Deepseek announced its second day open-source product: DeepEP, the first open-source EP communication library for Mixture-of-Experts (MoE) models. It supports full-stack optimization for MoE model training and inference.

DeepEP is a highly efficient communication library specifically designed for Mixture-of-Experts (MoE) and expert parallelism (EP). It aims to provide high-throughput and low-latency many-to-many GPU kernel communication, commonly known as MoE routing and aggregation.

QQ_1740452301668.png

DeepEP not only supports low-precision operations like FP8 but also aligns with the group-limited gating algorithm proposed in the DeepSeek-V3 paper. It optimizes kernels for asymmetric domain bandwidth forwarding, such as transferring data from the NVLink domain to the RDMA domain. These kernels boast high throughput, making them ideal for pre-filling tasks in both training and inference, and allow for control over the number of stream processors used.

QQ_1740452534008.png

For latency-sensitive inference decoding tasks, DeepEP also includes a set of low-latency kernels utilizing pure RDMA to minimize latency.

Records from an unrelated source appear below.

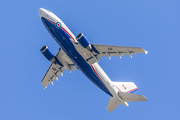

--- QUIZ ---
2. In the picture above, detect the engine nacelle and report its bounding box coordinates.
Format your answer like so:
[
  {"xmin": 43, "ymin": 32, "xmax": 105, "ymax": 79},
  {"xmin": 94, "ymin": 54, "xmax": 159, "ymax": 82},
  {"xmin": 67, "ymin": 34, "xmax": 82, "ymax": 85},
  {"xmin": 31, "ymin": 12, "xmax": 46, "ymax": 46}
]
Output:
[
  {"xmin": 76, "ymin": 33, "xmax": 99, "ymax": 54},
  {"xmin": 40, "ymin": 46, "xmax": 63, "ymax": 66},
  {"xmin": 76, "ymin": 33, "xmax": 92, "ymax": 50}
]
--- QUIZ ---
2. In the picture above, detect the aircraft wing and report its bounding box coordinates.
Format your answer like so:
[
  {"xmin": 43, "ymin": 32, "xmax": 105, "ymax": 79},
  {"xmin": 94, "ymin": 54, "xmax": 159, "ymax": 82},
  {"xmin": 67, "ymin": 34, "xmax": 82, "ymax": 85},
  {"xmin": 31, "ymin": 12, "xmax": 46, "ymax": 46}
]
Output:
[
  {"xmin": 41, "ymin": 48, "xmax": 77, "ymax": 88},
  {"xmin": 92, "ymin": 44, "xmax": 148, "ymax": 59}
]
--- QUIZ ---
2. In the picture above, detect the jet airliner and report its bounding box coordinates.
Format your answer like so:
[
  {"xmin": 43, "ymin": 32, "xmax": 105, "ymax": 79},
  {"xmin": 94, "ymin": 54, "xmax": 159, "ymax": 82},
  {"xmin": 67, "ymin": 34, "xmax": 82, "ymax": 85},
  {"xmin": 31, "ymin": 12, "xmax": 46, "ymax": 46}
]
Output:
[{"xmin": 39, "ymin": 8, "xmax": 148, "ymax": 112}]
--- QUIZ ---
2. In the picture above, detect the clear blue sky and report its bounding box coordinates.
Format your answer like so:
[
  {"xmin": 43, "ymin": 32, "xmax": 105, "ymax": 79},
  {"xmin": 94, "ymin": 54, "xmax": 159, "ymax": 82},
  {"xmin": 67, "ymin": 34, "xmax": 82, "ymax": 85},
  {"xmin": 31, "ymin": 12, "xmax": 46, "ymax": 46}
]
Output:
[{"xmin": 0, "ymin": 0, "xmax": 180, "ymax": 120}]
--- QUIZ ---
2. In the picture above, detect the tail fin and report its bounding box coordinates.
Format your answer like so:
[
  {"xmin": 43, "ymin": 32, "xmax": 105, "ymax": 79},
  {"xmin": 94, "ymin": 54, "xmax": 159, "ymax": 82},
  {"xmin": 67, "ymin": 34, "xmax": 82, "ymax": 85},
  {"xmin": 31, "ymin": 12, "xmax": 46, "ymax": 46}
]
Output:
[
  {"xmin": 113, "ymin": 82, "xmax": 138, "ymax": 93},
  {"xmin": 118, "ymin": 92, "xmax": 147, "ymax": 102}
]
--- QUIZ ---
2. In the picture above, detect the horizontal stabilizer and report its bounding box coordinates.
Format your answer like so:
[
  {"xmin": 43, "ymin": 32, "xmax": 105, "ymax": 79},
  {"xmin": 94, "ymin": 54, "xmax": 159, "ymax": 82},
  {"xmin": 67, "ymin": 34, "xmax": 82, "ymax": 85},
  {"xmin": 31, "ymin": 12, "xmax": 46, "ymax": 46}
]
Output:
[
  {"xmin": 106, "ymin": 97, "xmax": 121, "ymax": 113},
  {"xmin": 118, "ymin": 92, "xmax": 147, "ymax": 102}
]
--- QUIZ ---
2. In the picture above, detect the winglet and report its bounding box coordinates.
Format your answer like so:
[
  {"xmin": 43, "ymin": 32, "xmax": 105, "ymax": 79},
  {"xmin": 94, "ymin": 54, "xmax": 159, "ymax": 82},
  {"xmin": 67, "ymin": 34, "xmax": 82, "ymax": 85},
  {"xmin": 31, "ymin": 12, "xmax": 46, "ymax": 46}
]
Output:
[{"xmin": 144, "ymin": 50, "xmax": 148, "ymax": 55}]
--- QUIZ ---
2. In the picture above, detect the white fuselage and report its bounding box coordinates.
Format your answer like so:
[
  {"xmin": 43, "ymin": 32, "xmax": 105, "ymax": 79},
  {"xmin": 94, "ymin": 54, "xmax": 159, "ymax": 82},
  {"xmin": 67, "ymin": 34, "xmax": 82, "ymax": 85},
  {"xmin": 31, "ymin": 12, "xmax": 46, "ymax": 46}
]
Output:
[{"xmin": 39, "ymin": 8, "xmax": 126, "ymax": 102}]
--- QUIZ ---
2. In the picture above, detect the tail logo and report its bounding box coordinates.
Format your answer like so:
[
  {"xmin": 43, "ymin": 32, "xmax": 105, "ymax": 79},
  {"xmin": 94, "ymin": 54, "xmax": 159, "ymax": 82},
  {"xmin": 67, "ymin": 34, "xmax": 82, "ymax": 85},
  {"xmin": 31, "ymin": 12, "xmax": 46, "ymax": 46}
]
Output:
[
  {"xmin": 122, "ymin": 84, "xmax": 126, "ymax": 90},
  {"xmin": 56, "ymin": 22, "xmax": 62, "ymax": 28}
]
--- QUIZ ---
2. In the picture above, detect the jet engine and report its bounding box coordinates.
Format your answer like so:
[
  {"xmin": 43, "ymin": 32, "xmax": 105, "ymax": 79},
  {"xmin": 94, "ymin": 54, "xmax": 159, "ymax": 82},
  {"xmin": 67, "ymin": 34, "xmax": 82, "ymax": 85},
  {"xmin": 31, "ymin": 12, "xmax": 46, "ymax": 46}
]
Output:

Furthermore, DeepEP introduces a hook-based communication-computation overlap method that doesn't consume any stream processor resources.

Performance tests were conducted on H800 and CX7 InfiniBand 400Gb/s RDMA network cards. Tests showed excellent bandwidth performance for the regular kernels on both intra-node and inter-node communication. The low-latency kernels met expectations in both latency and bandwidth. Specifically, the low-latency kernel achieved a latency of 163 microseconds and a bandwidth of 46 GB/s when handling 8 experts.

DeepEP is extensively tested and primarily compatible with InfiniBand networks, but theoretically, it can also run on converged Ethernet (RoCE). To prevent interference between different traffic types, it's recommended to isolate traffic in separate virtual channels to ensure the regular and low-latency kernels don't impact each other.

DeepEP is a valuable tool providing an efficient communication solution for Mixture-of-Experts models, offering significant advantages in optimized performance, reduced latency, and flexible configuration.

Project Link: https://x.com/deepseek_ai/status/1894211757604049133

Key Highlights:

🌟 DeepEP is designed for Mixture-of-Experts models, providing high-throughput and low-latency communication solutions.

⚙️ Supports various low-precision operations and optimizes data transfer bandwidth performance.

💡 Tested and verified, DeepEP is compatible with InfiniBand networks and is suitable for isolating and managing different traffic types.